Sus palabras tenían mucho sentido.
– Agradezco tu aportación.
– De nada. Me parece que los dos tenemos muchas cosas en qué pensar.
Ella más que él, se dijo Dylan. La compañía lo amenazaba con retirar su oferta si no respondía, pero sabía que volverían a intentarlo. Tenía tiempo, pero Molly… Tenía que tomar algunas decisiones difíciles. Grant, su trabajo. Teniendo en cuenta por lo que estaba pasando, parecía muy serena.
– ¿Y tú qué vas a hacer? -le preguntó.
Un mechón de pelo se soltó de su trenza y cayó sobre su rostro. Molly se lo colocó detrás de la oreja.
– No lo sé. Ahora mismo, ni me importa. Tengo dinero en el banco, así que no tengo prisa. Supongo que es una suerte, aunque no me considero afortunada precisamente -dijo, y suspiró.
– ¿Te gustaría volver a hacer el mismo trabajo?
– Tal vez.
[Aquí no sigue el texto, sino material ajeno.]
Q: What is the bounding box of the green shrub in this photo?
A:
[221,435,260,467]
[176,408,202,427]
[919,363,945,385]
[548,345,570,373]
Me gustaba, pero no me apasionaba. Echaré de menos más a la gente que al trabajo.
– ¿Qué es lo que te apasiona? Tal vez puedas empezar por ahí.
Se quedó inmóvil, y luego la tristeza empañó su rostro. Por un momento pensó que iba a llorar y trató de suprimir el pánico. ¿Qué había dicho? Pero Molly no lloró, se limitó a encogerse de hombros.
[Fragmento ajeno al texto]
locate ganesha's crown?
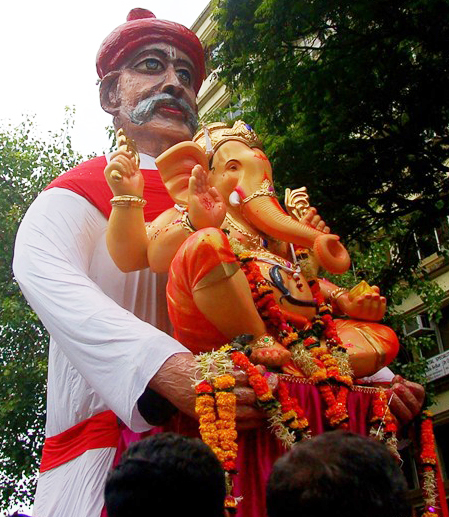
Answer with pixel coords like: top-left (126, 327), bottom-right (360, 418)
top-left (193, 120), bottom-right (262, 154)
– Antes te habría dicho que me apasionaba Grant, pero ahora me pregunto si era cierto -volvió a suspirar-. Ya ni siquiera quiero ponerle calificativos, así que creo que los efectos del vino se están pasando. Como respuesta a tu pregunta, te diré que no sé qué es lo que me apasiona. Tal vez sea eso lo que tengo que averiguar.
– Hay centros de orientación laboral -dijo Dylan-. Podrías hacer unos tests para saber qué se te da bien. Tal vez la misma clase de trabajo en un área distinta.
– Tal vez -Molly se puso en pie-. No quiero hablar de este tema ahora mismo.
– No puedes esperar siempre. Algún día tendrás que buscar trabajo.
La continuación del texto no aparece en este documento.